I agree, even if I think the wording is a bit misleading. Incorporeal transformations do not alter the bodies as only bodies can alter bodies, but they do indeed trigger certain changes in the way we understand it all, which may then result in corporeal transformations. While I generally speaking agree with what he (17) still adds to this, I’m not entirely convinced by this:
“Note that this is consequential in that a sign must be understood to not only have material effects, it also goes against a strict understanding of the autonomy of signs as constituting self-contained and sharply bounded systems”
Yes, they have material effects, but only inasmuch as the incorporeal transformations alter our understanding of certain bodies and prompts us to act in relation to them in a certain way. What’s totally correct here, however, is that while the linguistic or semiotic side of assemblages or agencements remains separate from their material or physical side, the two sides depend on one another and a transformation in one can result in a transformation in the other, albeit indirectly. And I know, I know, I’m being a bit nitpicky here, giving Wee flak, even though I largely agree.
To be honest, even if one opts to just ignore Deleuze and Guattari, much of what they have to say about language is aligned with speech act theory. I mean it is pretty radical, sure, but that was like a thing before posthumanism was a thing, so I’m not sure whether opposing Deleuze and Guattari’s take on language is going to change anything. What’s different from speech act theory is that the subject is decentered, so that language is dialogic, heteroglossic and polyphonous, as Mikhail Bakhtin and Valentin Vološinov would explain it.
References
- Bennett, J. (2010). Vibrant Matter: A Political Ecology of Things. Durham, NC: Duke University Press.

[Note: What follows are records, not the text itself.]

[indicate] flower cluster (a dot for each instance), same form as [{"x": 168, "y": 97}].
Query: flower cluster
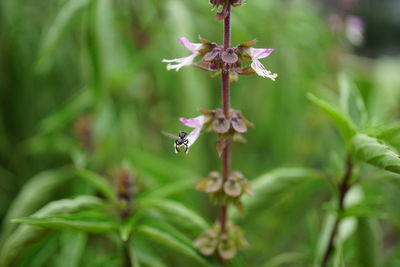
[
  {"x": 215, "y": 58},
  {"x": 223, "y": 192},
  {"x": 225, "y": 4},
  {"x": 214, "y": 120},
  {"x": 225, "y": 245}
]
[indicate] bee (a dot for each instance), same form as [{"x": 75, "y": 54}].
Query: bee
[{"x": 180, "y": 140}]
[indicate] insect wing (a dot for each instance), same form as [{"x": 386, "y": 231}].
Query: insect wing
[{"x": 170, "y": 135}]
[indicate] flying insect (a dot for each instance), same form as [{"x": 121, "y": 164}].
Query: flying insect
[{"x": 180, "y": 140}]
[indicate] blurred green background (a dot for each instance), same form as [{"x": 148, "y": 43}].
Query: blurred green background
[{"x": 82, "y": 84}]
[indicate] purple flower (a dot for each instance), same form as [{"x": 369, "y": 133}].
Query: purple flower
[
  {"x": 184, "y": 61},
  {"x": 256, "y": 54},
  {"x": 196, "y": 123}
]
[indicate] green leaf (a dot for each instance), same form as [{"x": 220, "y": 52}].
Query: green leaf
[
  {"x": 98, "y": 182},
  {"x": 368, "y": 242},
  {"x": 57, "y": 29},
  {"x": 72, "y": 248},
  {"x": 35, "y": 193},
  {"x": 24, "y": 235},
  {"x": 342, "y": 122},
  {"x": 63, "y": 116},
  {"x": 88, "y": 223},
  {"x": 179, "y": 212},
  {"x": 385, "y": 132},
  {"x": 273, "y": 183},
  {"x": 284, "y": 258},
  {"x": 351, "y": 101},
  {"x": 372, "y": 150},
  {"x": 171, "y": 241}
]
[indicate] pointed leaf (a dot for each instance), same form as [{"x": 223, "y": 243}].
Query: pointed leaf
[
  {"x": 373, "y": 151},
  {"x": 179, "y": 212},
  {"x": 98, "y": 182},
  {"x": 88, "y": 223},
  {"x": 170, "y": 241},
  {"x": 342, "y": 122},
  {"x": 24, "y": 235}
]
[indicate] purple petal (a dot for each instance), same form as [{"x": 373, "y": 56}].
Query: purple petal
[
  {"x": 257, "y": 53},
  {"x": 180, "y": 62},
  {"x": 196, "y": 122},
  {"x": 262, "y": 71}
]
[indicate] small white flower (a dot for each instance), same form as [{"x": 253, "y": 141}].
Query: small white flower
[
  {"x": 197, "y": 124},
  {"x": 256, "y": 54},
  {"x": 184, "y": 61}
]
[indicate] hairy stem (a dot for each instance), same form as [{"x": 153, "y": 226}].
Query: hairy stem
[
  {"x": 343, "y": 188},
  {"x": 225, "y": 96},
  {"x": 127, "y": 256}
]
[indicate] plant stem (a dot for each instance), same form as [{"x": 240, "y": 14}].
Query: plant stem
[
  {"x": 127, "y": 256},
  {"x": 225, "y": 96},
  {"x": 343, "y": 188}
]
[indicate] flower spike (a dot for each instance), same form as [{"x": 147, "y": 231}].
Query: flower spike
[{"x": 197, "y": 124}]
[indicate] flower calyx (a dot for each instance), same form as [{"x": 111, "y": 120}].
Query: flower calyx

- Cornips, L. (2019). The final frontier: Non-human animals on the linguistic research agenda. Linguistics in the Netherlands, 36: 13–19.
- Deleuze, G., and F. Guattari ([1980] 1987). A Thousand Plateaus: Capitalism and Schizophrenia (B. Massumi, Trans.). Minneapolis, MN: University of Minnesota Press.
- Deumert, A. (2018). What about Ghosts? Towards a Sociolinguistics of the Spectre. Diggit Magazine.
- Guattari, F. ([1972/1977] 1984). The Role of the Signifier in the Institution. In F. Guattari, Molecular Revolution: Psychiatry and Politics (R. Sheed, Trans.) (pp. 73–81). Harmondsworth, United Kingdom: Penguin Books.
- Pablé, A. (2022). Linguistics for the apocalypse. Language & Communication, 86, 104–110.
- Pennycook, A. (2018). Posthumanist Applied Linguistics. Abingdon, United Kingdom: Routledge.
- Spinoza, B. ([1667] 1884). The Ethics. In B. Spinoza, The Chief Works of Benedict de Spinoza, Vol. II (R. H. M. Elwes, Trans.) (pp. 43–271). London, United Kingdom: George Bell and Sons.
- Wee, L. (2021). Posthumanist World Englishes. Cambridge, United Kingdom: Cambridge University Press.